The other challenge with this is that the exposure period for this data is roughly this region right here in here. But then there's things that can happen after it, the deviations and problems that get found later on. One thing I did do is I tried to do the exposure adjusted deviation rate and plot that. That seems okay, but what happens here at the end, first of all, since you don't have weekly exposure in the latter period of the study, probably need a different metric. Probably need to do something like cumulative exposure at a site and just use that as it goes along. When you get the end, you just have the total amount of exposure that happened.

But I didn't do that in this case, but that'll be something to work on in the future. Again, I calculated in a similar way some limits using percentiles and overlaid those on the graph.

Finally, I just want to mention, for monitoring things over time, I'm just doing this in JMP. We don't have something in Clinical right now that does exactly this framework; although, we are working on that for JMP Clinical and planning to provide some features for that in the future.

But another thing we do have in JMP Clinical is we do have a risk-based monitoring report. What this does is it'll take an overall view of the study. It'll take the entire study data, calculate key risk indicators, and compare them to defined criteria. Essentially, the same thing we were doing before. It's just the methodology is a little bit different than this current methodology.

But if I run this report in JMP Clinical, this is coming in version 18. We had it in version 8. It was not in version 17, but now we have it in version 18. I'm going to run this report. Again, it will calculate several key risk indicators and compare them to some defined thresholds that was in the dialog. You chose a threshold file. Then it will display it in a nice summary graph.
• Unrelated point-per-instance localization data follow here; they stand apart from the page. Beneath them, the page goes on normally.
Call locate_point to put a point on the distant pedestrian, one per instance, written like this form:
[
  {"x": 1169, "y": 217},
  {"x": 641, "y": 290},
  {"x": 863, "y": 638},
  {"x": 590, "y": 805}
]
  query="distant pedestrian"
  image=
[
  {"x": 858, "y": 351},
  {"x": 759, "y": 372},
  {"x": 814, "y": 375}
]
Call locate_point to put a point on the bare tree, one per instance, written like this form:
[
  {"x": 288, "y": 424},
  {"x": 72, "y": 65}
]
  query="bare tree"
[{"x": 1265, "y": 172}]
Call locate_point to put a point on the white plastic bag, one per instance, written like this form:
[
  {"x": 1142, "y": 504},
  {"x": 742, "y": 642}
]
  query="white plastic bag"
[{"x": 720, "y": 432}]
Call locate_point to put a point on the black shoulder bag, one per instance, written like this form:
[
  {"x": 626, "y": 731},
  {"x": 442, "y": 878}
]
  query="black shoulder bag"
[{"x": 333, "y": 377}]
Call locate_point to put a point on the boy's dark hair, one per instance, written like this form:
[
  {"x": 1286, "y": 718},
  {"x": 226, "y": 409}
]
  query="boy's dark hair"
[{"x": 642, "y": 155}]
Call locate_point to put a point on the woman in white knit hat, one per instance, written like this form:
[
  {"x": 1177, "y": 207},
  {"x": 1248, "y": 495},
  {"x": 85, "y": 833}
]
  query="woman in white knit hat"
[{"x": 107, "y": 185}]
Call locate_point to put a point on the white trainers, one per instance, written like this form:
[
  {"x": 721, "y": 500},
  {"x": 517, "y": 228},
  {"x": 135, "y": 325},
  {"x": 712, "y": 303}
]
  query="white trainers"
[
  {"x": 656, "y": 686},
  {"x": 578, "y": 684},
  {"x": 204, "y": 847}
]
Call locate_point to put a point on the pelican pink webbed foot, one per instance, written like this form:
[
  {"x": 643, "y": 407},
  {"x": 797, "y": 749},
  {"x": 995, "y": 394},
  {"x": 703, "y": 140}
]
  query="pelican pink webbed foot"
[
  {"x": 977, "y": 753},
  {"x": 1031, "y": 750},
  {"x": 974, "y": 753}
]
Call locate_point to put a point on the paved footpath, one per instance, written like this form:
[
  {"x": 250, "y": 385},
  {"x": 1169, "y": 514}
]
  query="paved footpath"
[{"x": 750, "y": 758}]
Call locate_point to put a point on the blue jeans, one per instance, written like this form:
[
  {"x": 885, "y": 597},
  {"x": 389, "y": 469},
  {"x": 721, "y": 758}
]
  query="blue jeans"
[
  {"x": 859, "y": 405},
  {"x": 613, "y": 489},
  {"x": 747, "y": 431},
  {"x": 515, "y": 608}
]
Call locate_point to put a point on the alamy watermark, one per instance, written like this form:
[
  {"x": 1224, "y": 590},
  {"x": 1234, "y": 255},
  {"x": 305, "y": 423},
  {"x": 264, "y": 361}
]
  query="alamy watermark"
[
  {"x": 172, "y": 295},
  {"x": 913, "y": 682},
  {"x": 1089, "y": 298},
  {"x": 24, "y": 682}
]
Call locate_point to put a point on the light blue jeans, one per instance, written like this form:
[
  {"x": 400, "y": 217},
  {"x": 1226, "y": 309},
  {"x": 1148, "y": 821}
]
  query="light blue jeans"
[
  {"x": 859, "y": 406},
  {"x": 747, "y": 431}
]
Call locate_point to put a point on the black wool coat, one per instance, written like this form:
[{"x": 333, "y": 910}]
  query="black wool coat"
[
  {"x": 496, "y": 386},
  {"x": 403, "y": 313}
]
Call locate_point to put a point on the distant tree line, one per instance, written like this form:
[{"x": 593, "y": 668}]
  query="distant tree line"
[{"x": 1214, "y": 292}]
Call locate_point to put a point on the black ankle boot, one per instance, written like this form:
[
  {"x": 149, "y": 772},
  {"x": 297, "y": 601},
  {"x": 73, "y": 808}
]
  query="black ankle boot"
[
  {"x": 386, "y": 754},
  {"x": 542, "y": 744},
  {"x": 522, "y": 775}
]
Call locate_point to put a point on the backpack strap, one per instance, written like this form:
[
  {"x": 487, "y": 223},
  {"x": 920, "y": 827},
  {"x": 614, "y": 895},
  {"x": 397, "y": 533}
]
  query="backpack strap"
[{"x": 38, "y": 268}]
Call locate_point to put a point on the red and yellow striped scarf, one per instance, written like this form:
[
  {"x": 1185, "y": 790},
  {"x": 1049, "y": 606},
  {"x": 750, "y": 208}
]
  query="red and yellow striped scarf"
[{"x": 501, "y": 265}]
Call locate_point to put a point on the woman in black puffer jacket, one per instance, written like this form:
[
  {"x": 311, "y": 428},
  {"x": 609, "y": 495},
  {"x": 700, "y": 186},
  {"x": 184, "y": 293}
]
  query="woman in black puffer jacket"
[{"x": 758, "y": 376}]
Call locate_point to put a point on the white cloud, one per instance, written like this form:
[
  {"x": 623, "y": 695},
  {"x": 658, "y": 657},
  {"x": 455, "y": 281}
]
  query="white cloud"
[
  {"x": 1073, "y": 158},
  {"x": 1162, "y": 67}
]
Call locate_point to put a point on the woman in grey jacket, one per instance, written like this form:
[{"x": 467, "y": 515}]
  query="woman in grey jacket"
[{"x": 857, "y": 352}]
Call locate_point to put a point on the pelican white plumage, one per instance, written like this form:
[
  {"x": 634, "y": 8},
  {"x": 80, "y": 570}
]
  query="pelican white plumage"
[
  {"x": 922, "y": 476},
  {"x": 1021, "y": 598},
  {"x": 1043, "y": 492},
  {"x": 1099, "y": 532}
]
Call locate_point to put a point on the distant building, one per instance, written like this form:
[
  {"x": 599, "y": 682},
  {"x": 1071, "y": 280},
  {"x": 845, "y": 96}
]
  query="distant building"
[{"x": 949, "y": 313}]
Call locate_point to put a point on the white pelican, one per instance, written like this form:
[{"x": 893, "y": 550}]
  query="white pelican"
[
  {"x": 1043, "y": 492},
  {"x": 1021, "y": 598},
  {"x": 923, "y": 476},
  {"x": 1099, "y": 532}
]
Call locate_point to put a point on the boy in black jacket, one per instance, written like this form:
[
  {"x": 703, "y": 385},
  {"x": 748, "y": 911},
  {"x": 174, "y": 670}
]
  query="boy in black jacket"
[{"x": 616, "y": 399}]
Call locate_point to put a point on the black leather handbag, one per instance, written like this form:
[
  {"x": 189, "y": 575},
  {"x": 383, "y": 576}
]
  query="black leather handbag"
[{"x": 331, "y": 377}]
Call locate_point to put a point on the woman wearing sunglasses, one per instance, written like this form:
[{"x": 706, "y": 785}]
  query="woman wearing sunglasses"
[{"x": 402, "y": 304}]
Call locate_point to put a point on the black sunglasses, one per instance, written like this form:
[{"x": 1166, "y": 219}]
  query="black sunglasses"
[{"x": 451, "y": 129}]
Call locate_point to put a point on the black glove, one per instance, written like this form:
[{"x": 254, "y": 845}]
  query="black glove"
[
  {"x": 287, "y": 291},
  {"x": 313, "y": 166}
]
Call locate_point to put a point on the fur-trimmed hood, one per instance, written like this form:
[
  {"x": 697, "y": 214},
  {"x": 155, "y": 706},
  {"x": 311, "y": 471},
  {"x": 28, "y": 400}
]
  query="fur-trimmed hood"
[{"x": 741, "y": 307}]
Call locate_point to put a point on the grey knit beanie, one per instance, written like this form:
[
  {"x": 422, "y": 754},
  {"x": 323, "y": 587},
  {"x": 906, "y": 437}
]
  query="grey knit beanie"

There's the heat map of the risk indicators based on their score, whether they were red, yellow, green. Again, red would essentially be like you failed a quality tolerance limit. Yellow is in a warning zone. Green is it's probably okay. There's different metrics here. There's metrics based on safety. For instance, the number of adverse events per randomized subject, per week, the serious adverse events per week, the deaths per patient week, percent of deaths per randomized subject, percent of discontinued randomized subjects.

Discontinuation would be something that you want to be concerned about why are patients dropping out. They're dropping out because the drug is not working, they're getting adverse events, or they're not liking the site that they're at. There's different reasons. There's also things around enrollment. These are protocol violations. Did someone not sign their informed consent form? How many people failed the screening and weren't allowed to be in the study?

Then overall risk indicators, which are just weighted averages of those individual risk indicators. We've got that where you can look at that overall across all the sites. We can also, if you want to drill down into a particular site, you can look at a bar chart of those results for individual sites.

That's all we have today or to talk about. But this is an example of how you can use JMP and JMP Clinical to do risk-based quality monitoring, do the actual reporting and analysis, and use it to explore your data and find out where those issues might be coming from in a study. Thanks.